Alignment Pretraining

AI Discourse Causes Self-Fulfilling (Mis)alignment

Cameron Tice1* Puria Radmard1,2* Samuel Ratnam3 Andy Kim4 David Africa2 Kyle O'Brien1
1Geodesic Research    2University of Cambridge    3University of Oxford    4Independent

TL;DR
LLMs pretrained on data about misaligned AIs themselves become less aligned. Luckily, pretraining LLMs with synthetic data about good AIs helps them become more aligned. These alignment priors persist through post-training, providing alignment-in-depth. Alignment pretraining only requires modifications to training data mixes. General performance is largely unaffected. We recommend labs pretrain for alignment, just as they do for capabilities.

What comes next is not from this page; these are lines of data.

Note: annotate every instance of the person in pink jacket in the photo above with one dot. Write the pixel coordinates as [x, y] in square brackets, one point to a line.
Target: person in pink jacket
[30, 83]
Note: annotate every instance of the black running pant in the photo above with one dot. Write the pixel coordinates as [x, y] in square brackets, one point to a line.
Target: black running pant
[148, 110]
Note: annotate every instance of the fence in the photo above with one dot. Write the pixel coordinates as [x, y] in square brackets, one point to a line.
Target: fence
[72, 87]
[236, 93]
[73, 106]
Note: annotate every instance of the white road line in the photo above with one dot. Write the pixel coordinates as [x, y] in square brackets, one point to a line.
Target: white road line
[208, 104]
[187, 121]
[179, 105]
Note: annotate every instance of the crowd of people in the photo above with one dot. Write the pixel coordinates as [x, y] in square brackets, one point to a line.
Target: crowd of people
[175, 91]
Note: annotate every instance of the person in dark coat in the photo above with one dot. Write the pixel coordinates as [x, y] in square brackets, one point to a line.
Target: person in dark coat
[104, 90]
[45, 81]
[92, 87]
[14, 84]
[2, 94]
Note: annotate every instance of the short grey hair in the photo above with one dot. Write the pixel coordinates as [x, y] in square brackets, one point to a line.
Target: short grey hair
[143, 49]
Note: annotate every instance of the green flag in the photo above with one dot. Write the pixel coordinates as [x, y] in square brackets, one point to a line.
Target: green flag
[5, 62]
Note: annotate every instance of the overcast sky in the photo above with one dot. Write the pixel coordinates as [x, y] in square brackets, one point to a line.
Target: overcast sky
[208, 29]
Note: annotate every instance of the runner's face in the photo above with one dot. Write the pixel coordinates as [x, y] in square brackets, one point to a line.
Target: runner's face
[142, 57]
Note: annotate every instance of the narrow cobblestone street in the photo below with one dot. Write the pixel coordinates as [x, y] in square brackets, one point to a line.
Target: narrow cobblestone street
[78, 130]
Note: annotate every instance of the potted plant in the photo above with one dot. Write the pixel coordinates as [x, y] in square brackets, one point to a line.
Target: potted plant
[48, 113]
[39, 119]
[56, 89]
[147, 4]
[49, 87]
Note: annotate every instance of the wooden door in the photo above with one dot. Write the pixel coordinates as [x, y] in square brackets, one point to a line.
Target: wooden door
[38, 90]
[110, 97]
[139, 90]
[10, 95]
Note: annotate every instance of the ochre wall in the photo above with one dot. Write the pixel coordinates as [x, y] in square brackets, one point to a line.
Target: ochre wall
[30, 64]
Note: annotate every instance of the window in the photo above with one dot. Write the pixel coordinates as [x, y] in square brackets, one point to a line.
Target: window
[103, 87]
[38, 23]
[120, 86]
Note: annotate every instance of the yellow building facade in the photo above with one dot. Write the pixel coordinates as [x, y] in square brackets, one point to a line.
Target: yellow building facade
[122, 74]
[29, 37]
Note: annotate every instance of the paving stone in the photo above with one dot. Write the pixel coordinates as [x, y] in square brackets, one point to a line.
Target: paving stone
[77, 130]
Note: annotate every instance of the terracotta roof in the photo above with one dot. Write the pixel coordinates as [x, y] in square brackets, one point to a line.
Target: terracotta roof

An overview of our pretraining interventions. Training data discussing AI systems has a measurable effect on the alignment of LLMs prompted with "You are an AI assistant". Upsampling positive data related to AI systems during pretraining results in an increase in rates of alignment that persist even after production post-training on over four million examples. Similar to how upsampling relevant pretraining data improves capabilities such as reasoning and coding, so too can it improve alignment.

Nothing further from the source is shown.